YA Weekend: Wicked Saints by Emily A. Duncan
I received a review copy from the publisher. This does not affect the contents of my review and all opinions are my own.
Mogsy’s Rating: 2.5 of 5 stars
Genre: Fantasy, Young Adult
Series: Book 1 of Something Dark and Holy
Publisher: Wednesday Books (April 2, 2019)
Length: 385 pages
With so much hype surrounding Wicked Saints before its release, I was glad I took the time to check out some of the more critical reviews before diving in. Doing so helped me prepare myself for the possibility that it might not be everything I had expected, and there were also a few things frequently mentioned by reviewers that I thought might cause me some issues as well. Turns out, they were right. While I don’t actually regret my time with this book (it had its saving graces), I can’t say I was engaged much with it either.
Set in a fantasy world which draws much of its inspiration from Slavic culture and history, Wicked Saints splits its focus between three main protagonists: Nadya, a Kalyazi cleric raised in a monastery and trained to commune with the gods; Serefin, a High Prince of Tranavia who is also a blood mage; and Malachaisz, a rogue Tranavian mage who has defected against his own people. Nadya has spent her life hidden away in the remote mountains, Kalyazin’s secret weapon to use against Tranavia in the religious war between the two nations. However, before her time could come, the monastery that has been a safe haven to her for her whole life is suddenly attacked by Tranvaian forces led by Prince Serefin.

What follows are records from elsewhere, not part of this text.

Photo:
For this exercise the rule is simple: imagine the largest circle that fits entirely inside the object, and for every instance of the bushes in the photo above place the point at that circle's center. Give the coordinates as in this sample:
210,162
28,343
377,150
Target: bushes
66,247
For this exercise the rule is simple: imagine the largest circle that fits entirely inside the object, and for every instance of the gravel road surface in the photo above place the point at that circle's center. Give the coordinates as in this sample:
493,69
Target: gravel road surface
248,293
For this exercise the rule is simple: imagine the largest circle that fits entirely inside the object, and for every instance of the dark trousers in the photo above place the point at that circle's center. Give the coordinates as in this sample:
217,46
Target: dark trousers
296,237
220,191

Fortunately, Nadya was able to escape, evading capture by falling in with a group of rebels. Meanwhile, Serefin is forced to abandon the search for the cleric when he is unexpected called back home by his father. Nadya is relatively safe again for now, but for how long? The resistance fighters are determined to take their cause all the way to the palace, where they plan on assassinating the king to put an end to the violence once and for all. Despite herself, Nadya also finds herself drawn to Malachiasz, the gorgeous blood mage who embodies everything she has been taught to hate and fear in her devout upbringing by the monastery priests. Every character seems to have an agenda of their own, each of them grinding against the others like rusty gears while none of them have a choice but to go along with the tide of the times. However, inevitably when the centuries of bad blood and brutal conflict come to a head, there will undoubtedly be consequences for them all.

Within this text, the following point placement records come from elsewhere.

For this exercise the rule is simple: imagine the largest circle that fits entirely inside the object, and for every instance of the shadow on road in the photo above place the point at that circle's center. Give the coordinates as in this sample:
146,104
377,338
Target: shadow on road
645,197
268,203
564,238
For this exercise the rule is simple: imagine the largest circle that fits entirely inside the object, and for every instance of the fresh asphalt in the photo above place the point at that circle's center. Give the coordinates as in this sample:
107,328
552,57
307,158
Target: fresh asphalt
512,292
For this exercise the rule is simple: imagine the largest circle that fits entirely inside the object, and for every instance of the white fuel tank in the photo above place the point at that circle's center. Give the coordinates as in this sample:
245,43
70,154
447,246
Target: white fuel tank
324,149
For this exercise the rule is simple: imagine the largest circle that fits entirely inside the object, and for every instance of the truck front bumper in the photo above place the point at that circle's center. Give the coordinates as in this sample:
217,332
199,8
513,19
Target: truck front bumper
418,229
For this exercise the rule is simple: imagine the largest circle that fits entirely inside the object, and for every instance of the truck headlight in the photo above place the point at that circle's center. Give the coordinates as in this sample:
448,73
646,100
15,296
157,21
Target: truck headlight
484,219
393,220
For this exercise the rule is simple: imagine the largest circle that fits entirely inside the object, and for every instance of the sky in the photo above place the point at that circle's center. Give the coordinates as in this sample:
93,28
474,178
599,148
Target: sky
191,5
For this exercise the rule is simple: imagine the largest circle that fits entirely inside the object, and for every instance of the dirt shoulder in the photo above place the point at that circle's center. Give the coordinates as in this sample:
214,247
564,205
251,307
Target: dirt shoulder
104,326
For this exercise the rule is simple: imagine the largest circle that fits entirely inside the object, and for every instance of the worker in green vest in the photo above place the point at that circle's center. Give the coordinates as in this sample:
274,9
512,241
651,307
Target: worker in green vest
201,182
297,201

First, let’s start with what I liked. Admittedly, this isn’t a long list, but what’s there is significant and goes a long way in making up for a lot of the issues in the book. Number one is the atmosphere. Wicked Saints is a gothic fantasy novel and that’s obvious enough; you can practically feel its dark and broody vibes wafting off the pages like some cheap perfume. No, it’s not subtle. One might even say it’s a bit overdone, that this novel is “gothic” in the way a preteen would interpret the word—nihilistic themes, blood magic and death gods, bad boys and bad girls in black edgy clothing, etc. And yet, despite the prose dripping with angst, Emily A. Duncan’s writing is fantastic, which brings me to the second thing I liked most about this book. The author clearly has way with words, and I found her style perfectly suited to creating this gritty world full of richly decadent details.
And now for the things that didn’t work so well for me. As much as I enjoyed Duncan’s writing, it pains me to say that the very nature of it prevented me from connecting with her story and characters. While the prose may be well-crafted, I wouldn’t exactly call it easy on the eyes. In some ways, I feel like the writing may have placed too much emphasis on artistry while sacrificing readability and overall engagement. The plot was decent, but slow, and none of the character POVs managed to excite me long enough to keep the momentum going. Which brings me to the characters. I didn’t like them, nor did I dislike them. They were just there—and it was this ambivalence towards everyone in the book that frustrated me to no end. Make me love your characters or make me hate them—I don’t care. Just make me feel something, anything! The fact that I couldn’t relate in any way to the characters left me with an overall sense of ennui and coldness, and I think this was what resulted in the emotion disconnect I had with the novel.
So yes, I struggled, even though I’d be hard-pressed to point out anything that was seriously flawed about this book. In fact, despite experiencing problems early on, I still knew that deep inside I wanted to see the story through to the end. The problem though, was the incredibly difficult time I had motivating myself to pick up the book again, and in the end, what finally did it was borrowing the audiobook from the library and finishing it in another, more convenient format. It just goes to show, some books and I are simply on different wavelengths, making it hard for us to jive. I believe this was the case with Wicked Saints, which sadly proved not to be my cup of tea after all, but I’m sure it will find lots of love with others.